Eglises d'Asie

L’Eglise demande au gouvernement d’enquêter sur les disparitions des prêtres et laïcs catholiques durant la guerre civile

Publié le 24/08/2011




Les responsables chrétiens et les proches des nombreux prêtres et membres de l’Eglise portés disparus lors la dernière phase de la guerre civile entre les forces sri-lankaises et les Tigres de libération de l’Eelam tamoul (LTTE), ont demandé à Colombo de « faire enfin justice », en enquêtant sur ces cas toujours non résolus…

… Malgré l’achèvement en mai 2009 de la guerre civile qui a déchiré le Sri Lanka pendant plus de trente ans (1), des milliers de disparitions restent toujours inexpliquées. L’Eglise catholique, qui a versé un lourd tribut au conflit avec de nombreux prêtres et laïcs tués alors qu’ils oeuvraient au service de leurs communautés, réitère régulièrement sa demande d’explication concernant la disparition, dans des circonstances non élucidées, de six prêtres et d’un nombre indéterminé de laïcs chrétiens.

Un nouvel appel au gouvernement a été lancé dimanche dernier 20 août, lors de la messe célébrée en l’église Saints-Pierre-et- Paul à Mandaitivu, dans le diocèse de Jaffna, en commémoration de la disparition il y a 5 ans, du P. Thiruchchelvan Nihal Jim Brown, 34 ans, et de son assistant, Wenceslaus Vincent Vimalathas, 38 ans, père de cinq enfants.

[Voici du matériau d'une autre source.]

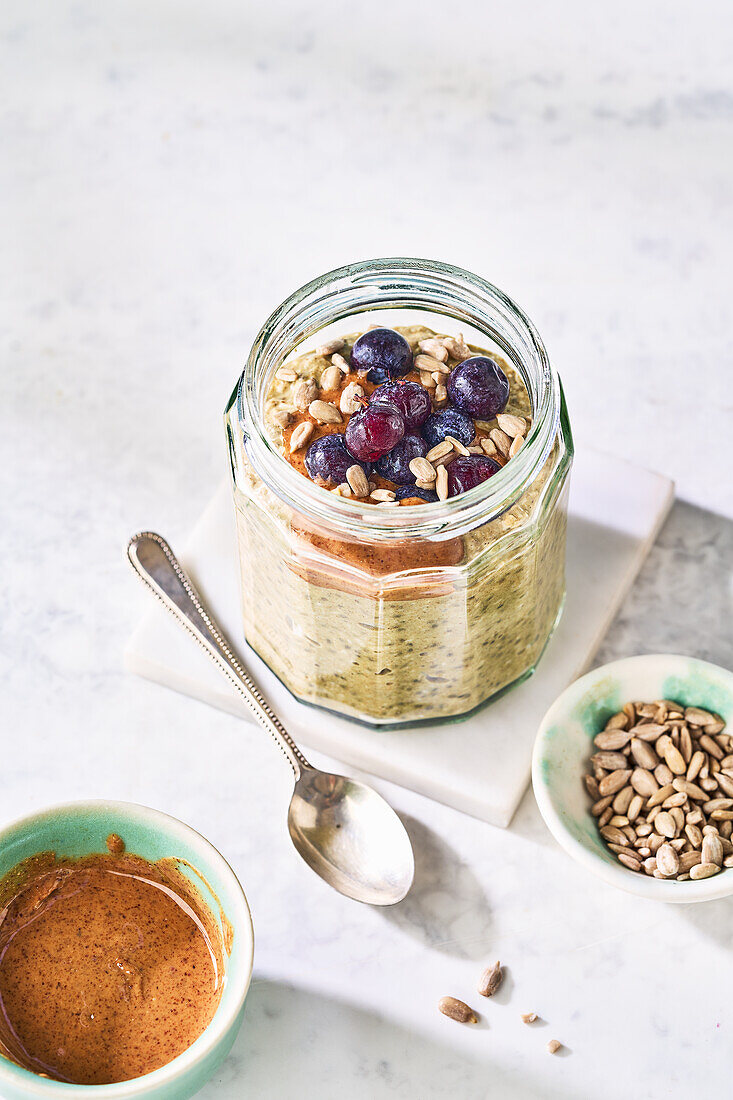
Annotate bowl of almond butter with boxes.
[533,653,733,903]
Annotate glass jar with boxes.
[226,259,572,726]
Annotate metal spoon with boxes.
[128,531,415,905]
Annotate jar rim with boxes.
[237,256,561,541]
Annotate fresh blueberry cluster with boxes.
[305,329,510,502]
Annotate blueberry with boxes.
[423,407,475,447]
[394,485,438,504]
[448,454,502,496]
[305,432,371,488]
[351,329,413,382]
[369,382,431,431]
[448,355,508,420]
[376,436,428,485]
[346,403,405,462]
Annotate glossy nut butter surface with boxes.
[0,836,225,1085]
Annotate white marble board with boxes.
[125,450,672,826]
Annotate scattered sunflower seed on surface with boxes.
[478,963,504,997]
[438,997,479,1024]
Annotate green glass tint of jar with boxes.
[226,259,572,726]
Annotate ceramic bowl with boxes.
[0,802,254,1100]
[532,653,733,903]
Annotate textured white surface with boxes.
[0,0,733,1100]
[125,451,672,825]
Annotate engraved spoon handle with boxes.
[128,531,310,781]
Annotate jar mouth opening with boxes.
[237,257,560,541]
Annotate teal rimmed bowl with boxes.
[532,653,733,903]
[0,801,254,1100]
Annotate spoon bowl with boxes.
[287,768,415,905]
[128,531,415,905]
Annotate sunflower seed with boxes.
[639,783,675,810]
[591,752,627,771]
[339,382,364,416]
[631,737,659,771]
[409,458,436,483]
[664,743,687,776]
[672,776,708,802]
[275,366,297,382]
[661,791,687,810]
[438,997,479,1024]
[598,770,629,798]
[415,355,450,375]
[435,466,444,501]
[654,810,677,837]
[435,332,472,363]
[314,337,346,355]
[496,413,527,439]
[331,352,351,374]
[593,729,631,752]
[690,864,720,882]
[657,844,679,878]
[702,833,723,867]
[629,768,655,799]
[604,711,631,733]
[685,706,718,726]
[446,436,469,455]
[713,772,733,798]
[291,420,314,454]
[320,364,341,389]
[308,400,341,424]
[347,463,369,496]
[601,825,628,848]
[702,799,733,814]
[433,386,448,409]
[613,787,638,814]
[654,763,675,787]
[489,428,512,459]
[477,963,504,997]
[700,734,725,760]
[425,439,453,462]
[679,851,702,873]
[417,337,448,363]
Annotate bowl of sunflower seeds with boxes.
[533,653,733,903]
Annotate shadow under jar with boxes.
[226,259,572,726]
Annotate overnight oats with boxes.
[226,260,572,725]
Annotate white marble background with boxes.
[0,0,733,1100]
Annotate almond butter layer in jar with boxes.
[226,260,572,726]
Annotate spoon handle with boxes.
[128,531,310,780]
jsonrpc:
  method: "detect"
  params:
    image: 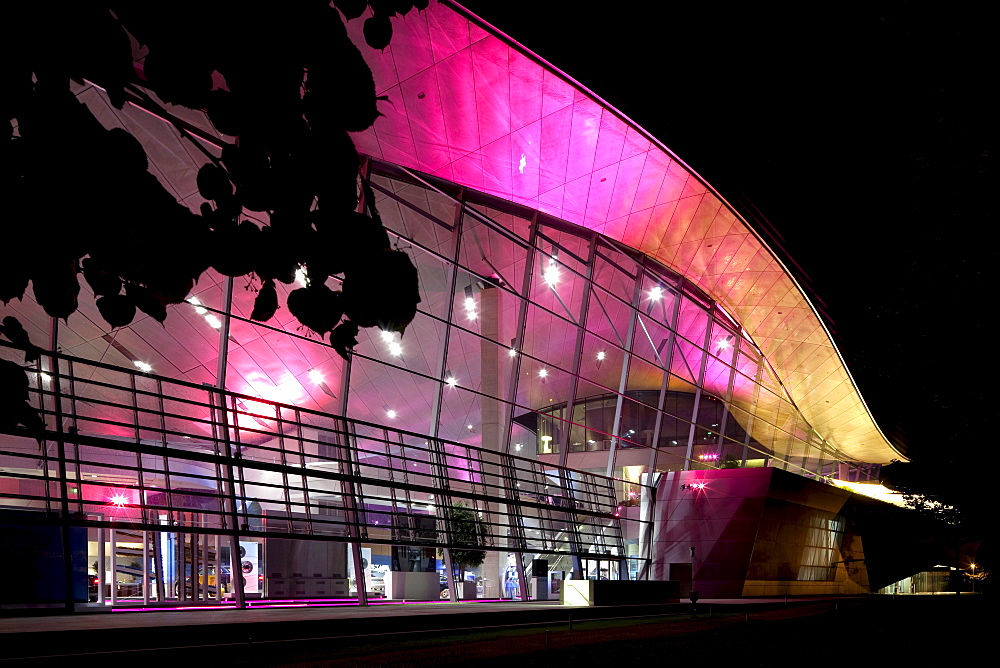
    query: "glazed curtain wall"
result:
[320,162,843,486]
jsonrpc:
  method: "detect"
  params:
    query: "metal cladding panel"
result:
[349,2,900,462]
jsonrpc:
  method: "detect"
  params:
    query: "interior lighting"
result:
[188,297,222,329]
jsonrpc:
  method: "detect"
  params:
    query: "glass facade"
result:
[0,160,876,603]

Les deux hommes ont été vus pour la dernière fois le 20 août 2006 au checkpoint d’Allaipiddy, un village de l’extrême pointe de la presqu’île de Jaffna, alors placé sous contrôle militaire. Ils avaient l’intention de se rendre à motocyclette sur l’île de Mandaitivu à quelques kilomètres, pour y célébrer la messe. Selon l’armée sri-lankaise, le prêtre et son assistant n’auraient pas été autorisés à se rendre à Mandaitivu en raison du couvre-feu, une version des faits infirmée par un rapport d’Amnesty International, situant la disparition des deux hommes après leur passage, attesté par des témoins, dans la zone militaire.

Ruki Fernando, responsable du Law and Society Trust, une association locale en faveur des droits de l’homme, se souvient du P. Jim comme d’un « jeune prêtre entièrement dévoué à ses paroissiens » et tentant de d’oeuvrer « à la paix et à la réconciliation » au plus fort de la guerre civile. Il venait d’être nommé curé de l’église Saint-Philippe-Néri à Allaipiddy, dix jours seulement avant sa disparition.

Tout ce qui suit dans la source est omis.